From: Angers, France - free transfer - November 1998
Record: Played: 8(8) Scored: 0
To: ??? - free transfer - May 2001
Career stats: Soccerbase
He was: Polite
Ah, Monsieur Bonnot. He came, he played in the reserves, he got injured, he went away. It's the kind of mundane
story that crops up endlessly in this section, challenging the weary writer to come up with new ways of saying the
same old things.
Here, the difference is to be found in Alexandre Bonnot's sheer popularity. Really, only Stuart
Slater - lovely bloke, smashing player - can claim to have had a Good Egg Rating as high as
that of the Frenchman in recent years. For the ladies, his charm was built upon dashing good looks
and flowing locks, yet with little of the well-groomed poncy stuff for which some other French footballers
have become famous. For the chaps, he had a reputation as an open and relaxed chum, a distinctly continental companion. If
team selections were based on character references, he'd have been ever-present.
It doesn't work like that, of course.
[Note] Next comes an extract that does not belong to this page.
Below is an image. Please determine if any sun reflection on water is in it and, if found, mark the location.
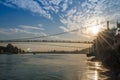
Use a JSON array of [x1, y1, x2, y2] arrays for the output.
[[85, 61, 101, 80], [94, 62, 99, 80], [85, 60, 110, 80], [93, 62, 100, 80], [94, 70, 98, 80]]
While there are many who'd maintain that Alex Bonnot's sporadic appearances
in the first team were never less than excellent, there is an element of wishful thinking at play. Undoubtedly,
he was a player of some quality, well capable of making a dynamic contribution to a match. He proved that in his
last game for the Hornets, with a driving, potent performance against Coventry.
Equally undoubtedly, he was unfortunate not to get more chances to prove himself. During the long run of poor
results in the Premiership, when neither Richard Johnson nor Micah Hyde were in spectacular form, he still broke
into the side only rarely. Then, when Johnson was sidelined for twelve months and midfield vacancies did become
available, he also found himself paying frequent visits to the treatment room. Unlucky.
I remain unconvinced about the extent of his brilliance, though. While Alex Bonnot certainly "did nothing wrong" in
his handful of appearances, it's perfectly reasonable to demand more than that from a central midfielder. Yes,
he was sometimes fabulous...yet he was also capable of being thoroughly anonymous, following the peaks and
troughs of the team itself rather too closely for a player in a pivotal position. To argue that his sixteen performances demanded a permanent
place is wrong, to my mind. Rather, they politely requested further opportunities.
It takes more than that, especially when you're in a long queue behind established regulars. A ruthless, nasty
streak, stopping short of outright arrogance, comes in quite handy sometimes. Being charming is perhaps a luxury.